Well, the result is correct. It all comes down to $\int \tan(x)dx$ which by the substitution $u=\cos(x)$ becomes $-\int \frac{1}{u}du$. When we do this by hand, the answer is $-\log(|u|)+c$ where $c$ is constant of integration. But CAS gives $-\log(u)$ as the general result. i.e. it does not use the absolute value and constant of integration is never given but assumed in the antiderivative, since the derivative of constant is zero.

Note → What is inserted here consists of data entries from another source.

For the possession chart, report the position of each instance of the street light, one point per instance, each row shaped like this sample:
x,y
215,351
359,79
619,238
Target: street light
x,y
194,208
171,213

So Mathematica result is correct, CAS speaking. If you add Abs[] and plot -Log[Abs@Cos[x]] - Sec[x]^2 + Sec[x]^4/4 you'll see it is the same. There is $\frac{1}{4}$ constant offset, which was thrown away from the antiderivative that was returned. Hence, to get the same result as your hand calculation, use 1/4 - Log[Abs[Cos[x]]] - Sec[x]^2 + Sec[x]^4/4 which is also correct, but so is -Log[Abs@Cos[x]] - Sec[x]^2 + Sec[x]^4/4 and also -Log[Cos[x]] - Sec[x]^2 + Sec[x]^4/4 (without the Abs). But if you do not use Abs you'd have to worry about complex values when $\cos(x)$ becomes negative since it is now it is an argument to the $\ln(\cos(x))$

Should CAS return $\ln(|u|)$ as result for $\int \frac{1}{u} du$? Since CAS always returns general results, this is how all CAS systems work that I know about.